- Decades:: 2000s; 2010s; 2020s;
- See also:: Other events of 2023 History of Yemen; Timeline; Years;

= 2023 in Yemen =

Events in the year 2023 in Yemen.

== Incumbents ==
- Aden government

| Photo | Post | Name |
|---|---|---|
|  | Chairman of Presidential Leadership Council | Rashad al-Alimi |
|  | Prime Minister of Yemen | Maeen Abdulmalik Saeed |

- Sanaa government

| Photo | Post | Name |
|---|---|---|
|  | Leader of Ansar Allah | Abdul-Malik al-Houthi |
|  | Chairman of the Supreme Revolutionary Committee | Mohammed al-Houthi |
|  | Chairman of the Supreme Political Council | Mahdi al-Mashat |
|  | Prime Minister of Yemen | Abdel-Aziz bin Habtour |

== Events ==
Ongoing — COVID-19 pandemic in Yemen — The Houthi–Saudi Arabian conflict (since 2015) — The Yemeni Civil War (2014–present) - Houthi involvement in the 2023 Israel–Hamas war

- 21 January – Six people are injured after a bomb explodes in al-Majaza, Shabwah Governorate.
- 21 March – Ten Yemeni soldiers are killed by Houthi Islamists in Harib District, Marib Governorate, despite a truce reached between the government and the rebels on Monday.
- 28 March – Six Houthis and five Yemeni soldiers are killed during clashes in government-controlled Lahj Governorate.
- 14 April – A major prisoner swap begins between rival factions in Yemen as a first flight between Houthi-controlled Sanaa and government-controlled Aden saw nearly 900 prisoners freed.
- 19 October – In the Red Sea, the United States Navy destroyer USS Carney uses SM-2 missiles to shoot down three cruise missiles and eight drones launched by Houthi forces in Yemen. The Pentagon says that the missiles and drones were "potentially headed towards Israel".
- 8 November – A United States Air Force MQ-9 Reaper is shot down in international airspace off the coast of Yemen. The Iran-backed Houthis claim responsibility for the shooting.
- 19 November –
  - The Houthi movement hijacks a British cargo ship operated by a Japanese company and partially owned by an Israeli businessman in the Red Sea. 25 people are on board from different nationalities, including Ukrainians, Bulgarians, Filipinos, and Mexicans.
  - On the group's Telegram channel, Houthi spokesman Yahya Saree declares their intention to target ships owned or operated by Israeli companies, or carrying the Israeli flag.
- 10 December – French Navy frigate Languedoc shoots down two drones over the Red Sea that were launched from Yemen, according to the French Armed Forces Ministry.
- 14 December – Maersk calls for "political action" after a ballistic missile launched by the Houthis in Yemen narrowly misses one of their container ships in the Bab-el-Mandeb strait.
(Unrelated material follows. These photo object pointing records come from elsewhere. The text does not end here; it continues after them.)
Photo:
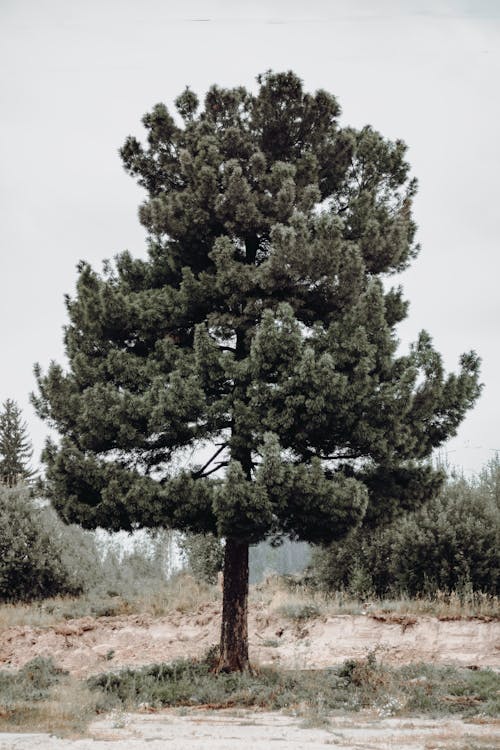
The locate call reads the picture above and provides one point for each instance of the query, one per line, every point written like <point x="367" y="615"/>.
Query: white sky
<point x="76" y="77"/>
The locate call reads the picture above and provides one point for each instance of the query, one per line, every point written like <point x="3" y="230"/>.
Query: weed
<point x="354" y="685"/>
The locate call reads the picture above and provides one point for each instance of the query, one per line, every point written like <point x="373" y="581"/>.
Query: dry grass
<point x="284" y="597"/>
<point x="41" y="697"/>
<point x="66" y="712"/>
<point x="181" y="594"/>
<point x="298" y="602"/>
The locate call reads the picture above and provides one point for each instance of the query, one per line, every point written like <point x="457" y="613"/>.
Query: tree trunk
<point x="234" y="630"/>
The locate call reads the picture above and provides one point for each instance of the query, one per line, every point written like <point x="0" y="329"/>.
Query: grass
<point x="41" y="697"/>
<point x="287" y="599"/>
<point x="298" y="602"/>
<point x="356" y="684"/>
<point x="181" y="594"/>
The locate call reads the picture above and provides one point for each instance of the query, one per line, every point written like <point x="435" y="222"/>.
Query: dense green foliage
<point x="260" y="322"/>
<point x="450" y="544"/>
<point x="39" y="555"/>
<point x="204" y="555"/>
<point x="15" y="447"/>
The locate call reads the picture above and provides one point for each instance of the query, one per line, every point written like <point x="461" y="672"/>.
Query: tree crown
<point x="261" y="322"/>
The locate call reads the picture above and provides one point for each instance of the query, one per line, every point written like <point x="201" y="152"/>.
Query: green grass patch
<point x="356" y="684"/>
<point x="42" y="697"/>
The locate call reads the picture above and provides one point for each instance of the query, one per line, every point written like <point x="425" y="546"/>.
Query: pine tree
<point x="15" y="447"/>
<point x="261" y="323"/>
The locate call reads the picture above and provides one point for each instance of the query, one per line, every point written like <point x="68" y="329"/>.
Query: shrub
<point x="39" y="555"/>
<point x="450" y="544"/>
<point x="204" y="554"/>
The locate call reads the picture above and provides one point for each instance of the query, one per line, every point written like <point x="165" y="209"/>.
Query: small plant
<point x="299" y="611"/>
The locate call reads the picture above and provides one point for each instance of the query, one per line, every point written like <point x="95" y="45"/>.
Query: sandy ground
<point x="227" y="730"/>
<point x="88" y="645"/>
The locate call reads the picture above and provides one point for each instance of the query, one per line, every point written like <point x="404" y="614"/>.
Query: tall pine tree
<point x="260" y="324"/>
<point x="15" y="447"/>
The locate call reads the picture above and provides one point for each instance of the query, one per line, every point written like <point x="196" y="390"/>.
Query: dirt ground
<point x="86" y="646"/>
<point x="231" y="730"/>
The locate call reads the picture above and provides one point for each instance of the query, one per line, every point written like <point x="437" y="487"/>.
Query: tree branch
<point x="199" y="473"/>
<point x="218" y="465"/>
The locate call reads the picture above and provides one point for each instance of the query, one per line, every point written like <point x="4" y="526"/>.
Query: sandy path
<point x="227" y="731"/>
<point x="88" y="645"/>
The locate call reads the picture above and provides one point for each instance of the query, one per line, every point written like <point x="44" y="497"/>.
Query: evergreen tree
<point x="15" y="447"/>
<point x="260" y="324"/>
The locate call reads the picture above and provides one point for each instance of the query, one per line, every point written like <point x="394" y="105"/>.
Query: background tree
<point x="15" y="447"/>
<point x="260" y="324"/>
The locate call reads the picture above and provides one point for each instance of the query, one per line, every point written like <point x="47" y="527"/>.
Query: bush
<point x="205" y="556"/>
<point x="39" y="555"/>
<point x="451" y="544"/>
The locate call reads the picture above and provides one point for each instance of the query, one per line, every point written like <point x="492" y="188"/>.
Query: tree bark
<point x="234" y="630"/>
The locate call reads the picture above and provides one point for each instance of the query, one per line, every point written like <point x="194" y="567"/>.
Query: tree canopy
<point x="262" y="323"/>
<point x="15" y="446"/>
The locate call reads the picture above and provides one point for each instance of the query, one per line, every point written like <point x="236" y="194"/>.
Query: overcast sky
<point x="76" y="77"/>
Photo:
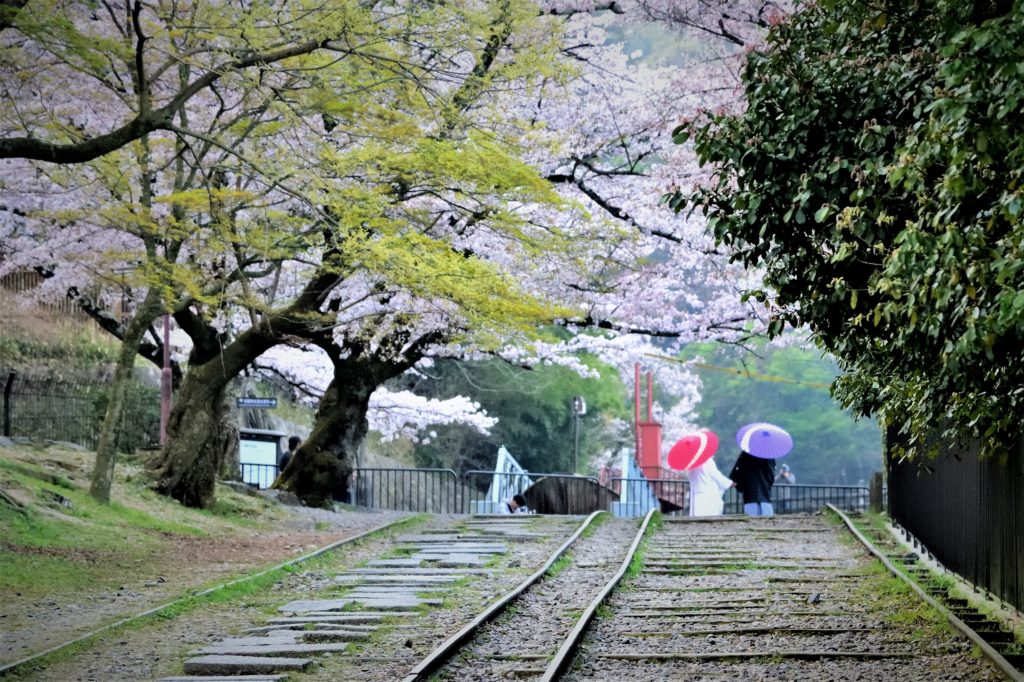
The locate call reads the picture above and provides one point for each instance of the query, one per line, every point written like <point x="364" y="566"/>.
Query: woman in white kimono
<point x="707" y="486"/>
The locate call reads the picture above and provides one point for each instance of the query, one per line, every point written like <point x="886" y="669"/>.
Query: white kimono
<point x="707" y="486"/>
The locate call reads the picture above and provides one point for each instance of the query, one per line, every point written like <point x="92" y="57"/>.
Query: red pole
<point x="165" y="382"/>
<point x="636" y="418"/>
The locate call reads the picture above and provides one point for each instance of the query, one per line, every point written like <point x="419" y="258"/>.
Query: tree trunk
<point x="102" y="470"/>
<point x="318" y="471"/>
<point x="202" y="433"/>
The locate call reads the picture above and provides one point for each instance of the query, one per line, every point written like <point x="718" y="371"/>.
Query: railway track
<point x="779" y="598"/>
<point x="602" y="598"/>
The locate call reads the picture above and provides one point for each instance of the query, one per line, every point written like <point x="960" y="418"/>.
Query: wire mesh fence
<point x="52" y="407"/>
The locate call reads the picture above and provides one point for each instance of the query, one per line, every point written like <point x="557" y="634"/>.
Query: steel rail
<point x="986" y="648"/>
<point x="568" y="647"/>
<point x="449" y="647"/>
<point x="7" y="668"/>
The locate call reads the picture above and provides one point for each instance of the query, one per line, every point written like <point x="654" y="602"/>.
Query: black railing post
<point x="8" y="386"/>
<point x="875" y="498"/>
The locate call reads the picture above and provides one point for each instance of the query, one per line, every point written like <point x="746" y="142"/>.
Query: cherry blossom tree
<point x="397" y="175"/>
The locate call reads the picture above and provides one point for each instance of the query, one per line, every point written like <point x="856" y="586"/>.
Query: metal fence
<point x="435" y="491"/>
<point x="51" y="407"/>
<point x="441" y="491"/>
<point x="968" y="512"/>
<point x="547" y="494"/>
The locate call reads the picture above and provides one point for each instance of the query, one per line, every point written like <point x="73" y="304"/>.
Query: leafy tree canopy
<point x="534" y="409"/>
<point x="876" y="177"/>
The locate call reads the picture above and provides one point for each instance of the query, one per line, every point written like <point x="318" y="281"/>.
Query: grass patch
<point x="595" y="524"/>
<point x="55" y="539"/>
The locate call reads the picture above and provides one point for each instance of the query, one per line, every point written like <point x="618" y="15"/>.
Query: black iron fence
<point x="435" y="491"/>
<point x="51" y="407"/>
<point x="442" y="491"/>
<point x="969" y="513"/>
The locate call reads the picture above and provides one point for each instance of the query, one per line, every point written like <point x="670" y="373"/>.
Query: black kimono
<point x="754" y="477"/>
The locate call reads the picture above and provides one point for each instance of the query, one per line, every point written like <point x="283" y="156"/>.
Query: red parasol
<point x="692" y="450"/>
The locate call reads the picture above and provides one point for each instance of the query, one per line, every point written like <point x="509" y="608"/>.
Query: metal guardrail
<point x="434" y="491"/>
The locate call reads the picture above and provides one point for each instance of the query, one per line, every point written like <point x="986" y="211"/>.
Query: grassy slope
<point x="55" y="539"/>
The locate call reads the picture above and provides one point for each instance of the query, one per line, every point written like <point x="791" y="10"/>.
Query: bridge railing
<point x="444" y="492"/>
<point x="434" y="491"/>
<point x="548" y="494"/>
<point x="798" y="498"/>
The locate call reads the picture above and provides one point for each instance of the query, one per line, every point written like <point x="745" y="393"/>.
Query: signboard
<point x="257" y="402"/>
<point x="259" y="461"/>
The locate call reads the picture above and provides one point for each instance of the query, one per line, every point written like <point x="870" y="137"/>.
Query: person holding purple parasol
<point x="760" y="443"/>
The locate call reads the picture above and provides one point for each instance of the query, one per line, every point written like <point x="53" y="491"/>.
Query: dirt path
<point x="30" y="626"/>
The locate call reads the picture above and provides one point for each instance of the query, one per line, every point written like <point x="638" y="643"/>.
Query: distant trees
<point x="876" y="176"/>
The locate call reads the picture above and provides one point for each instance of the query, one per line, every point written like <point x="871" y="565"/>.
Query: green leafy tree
<point x="875" y="176"/>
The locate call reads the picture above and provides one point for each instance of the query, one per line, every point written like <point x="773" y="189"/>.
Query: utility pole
<point x="579" y="409"/>
<point x="165" y="382"/>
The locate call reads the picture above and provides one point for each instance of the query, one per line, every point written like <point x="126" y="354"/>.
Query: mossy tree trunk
<point x="107" y="455"/>
<point x="201" y="431"/>
<point x="320" y="469"/>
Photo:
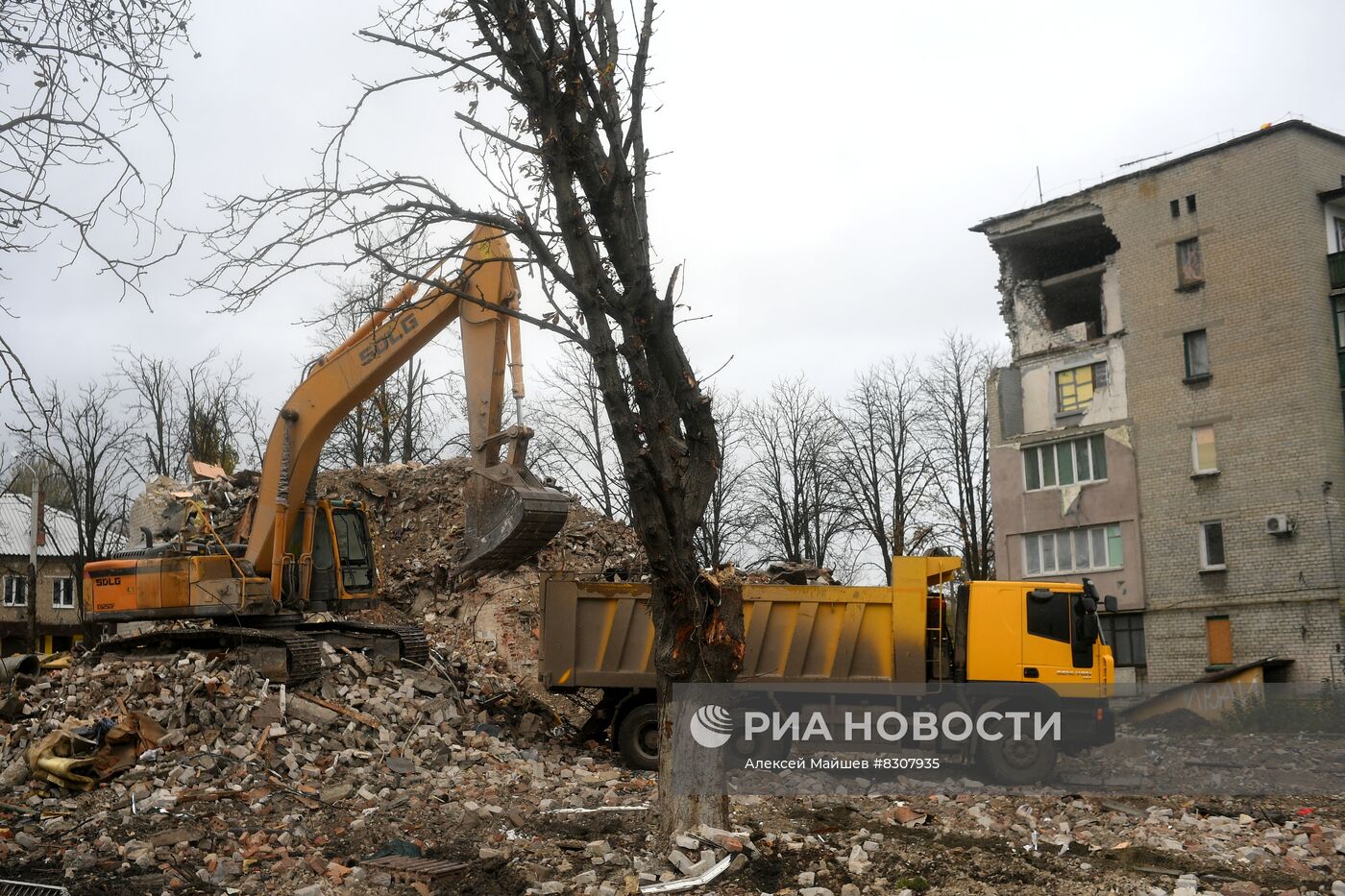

An unknown vessel claiming to be from the Yemeni Navy also ordered the ship to sail towards the Yemeni coast.
- 15 December –
  - Two Liberian-flagged vessels in the Bab-el-Mandeb strait are attacked with drones and ballistic missiles launched by Houthi militants in Yemen, causing a fire on one of the ships. No injuries are reported.
  - Shipping firms Hapag-Lloyd and Maersk announce a suspension of all container shipments through the Red Sea until further notice amid Houthi attacks on commercial vessels.
- 16 December – The Royal Navy's HMS Diamond shoots down a drone launched from Houthi-controlled territory in Yemen over the Red Sea using a Sea Viper missile.
- 18 December –
  - A Norwegian-owned tanker en route to Réunion, M/V Swan Atlantic, is attacked in the Red Sea with the owner of the ship saying that the ship was hit by an "unidentified object" that struck its port side causing a small fire but no injuries.
  - British multinational oil and gas company BP suspends all shipments through the Red Sea in response to an increase in Houthi attacks on commercial vessels.
  - U.S. Defense Secretary Lloyd Austin announces a coalition of ten nations, called Operation Prosperity Guardian, to enforce security in the Red Sea and Gulf of Aden amid Houthi attacks.
- 21 December – At least 10 more nations, including Australia and Greece, join the United States-led Operation Prosperity Guardian task force to counter Houthi attacks in the Red Sea.
- 23 December – United Nations Special Envoy for Yemen Hans Grundberg announces that the conflicting parties agree to a new ceasefire and to participate in a UN-led peace process.
- 31 December – Ten Houthi militants are killed during an engagement between four Houthi boats and United States Navy helicopters defending the cargo ship Maersk Hangzhou in the Red Sea.

== Deaths ==
- 6 January – Sadiq al-Ahmar, 66, Yemeni politician and tribal leader, MP (1993–2011), cancer.
- 10 August – Abdullatif Al-Sayed, 50–51, Yemeni military officer, roadside blast.